On the one hand, technical innovations offer new opportunities to increase the quality of care and effectively support the scarce, highly qualified personnel in their often complex work, so that treatment errors are minimized. On the other hand, they offer a unique opportunity, particularly for medical care in rural and remote regions, to significantly increase the speed of initial diagnosis and therapy – to a level that matches or even exceeds medical care in metropolitan areas. The 5G mobile communications standard sets new standards in data speed, network capacity, response time and data security. In combination with the latest MedTech innovations (first-time mobility of compact CT, robot-controlled angiography units, AI in imaging and sequence planning), a wide range of possibilities are created to make the infrastructure relevant to emergency medicine available to patients much faster and to shorten or parallelize the previous care cascade at many points. In the future, the concept of keeping the equipment available specifically in medical centers can be supplemented by the situation-adapted mobile and thus earlier use of the equipment (in particular mobile CT and remote-controlled robots), including on board ambulances. At the same time, large amounts of data and thus far more diagnostic information can be transmitted from the ambulance already from the scene of the accident or during transport, evaluated based on AI, and taken into account in the emergency care process.

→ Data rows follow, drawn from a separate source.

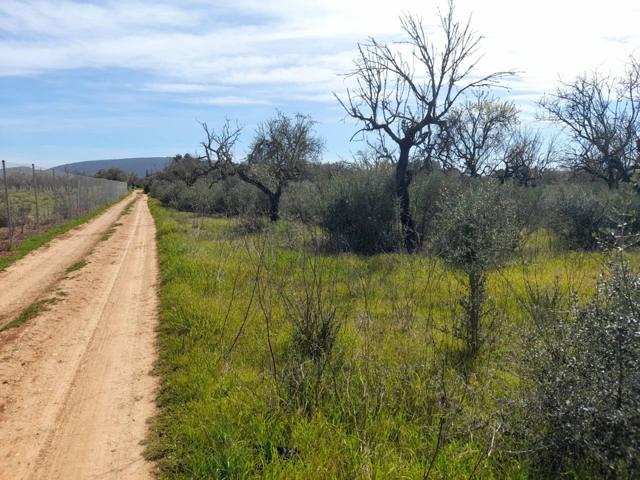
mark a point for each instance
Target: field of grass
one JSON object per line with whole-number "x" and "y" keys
{"x": 383, "y": 390}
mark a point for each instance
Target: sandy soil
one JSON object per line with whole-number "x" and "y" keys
{"x": 35, "y": 274}
{"x": 75, "y": 384}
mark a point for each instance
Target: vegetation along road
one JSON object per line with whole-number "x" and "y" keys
{"x": 75, "y": 383}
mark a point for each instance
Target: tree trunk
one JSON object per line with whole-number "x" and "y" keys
{"x": 409, "y": 234}
{"x": 274, "y": 206}
{"x": 474, "y": 312}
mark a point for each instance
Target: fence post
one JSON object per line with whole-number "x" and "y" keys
{"x": 6, "y": 201}
{"x": 35, "y": 191}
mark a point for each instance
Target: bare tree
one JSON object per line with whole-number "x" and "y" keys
{"x": 478, "y": 132}
{"x": 280, "y": 154}
{"x": 600, "y": 114}
{"x": 406, "y": 90}
{"x": 526, "y": 157}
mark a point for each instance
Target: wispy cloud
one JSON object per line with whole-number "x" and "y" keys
{"x": 243, "y": 54}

Specialized medical expertise, which is currently only available at specialized medical centers, can be made available to patients on a decentralized and mobile basis via 5G-based communication. An example of this is the support of the rescue service and the emergency physician by intra-hospital experts, which can be provided in the same quality over many kilometers via stable, high-resolution and practically delay-free video communication. This not only makes it possible to improve the quality of care for the patient, but also increases the efficiency of the personnel required for this purpose, which is conducive to improved emergency care overall. In addition to high data transmission rates, low latency is also essential for these mobile and safety-critical applications for uninterrupted real-time communication and device control, as well as interference-free and protected transmission of sensitive patient data. Some of these requirements are enabled for the first time by the 5G standard. This means that data can be transmitted reliably and “live” even in locations with extremely high user density (e.g., soccer stadiums). The use of mobile CT is also ideal for demonstrating how resilient the 5G network is for other mobile applications whose requirements exceed the capacities of 4G. The 5G standard thus acts as an enabler and catalyst to bring technical innovations that are now driving major injury care and improving its prognosis into use much earlier and in remote regions. This represents a huge opportunity for better medical care and forms the core of the RettungsNetz-5G project.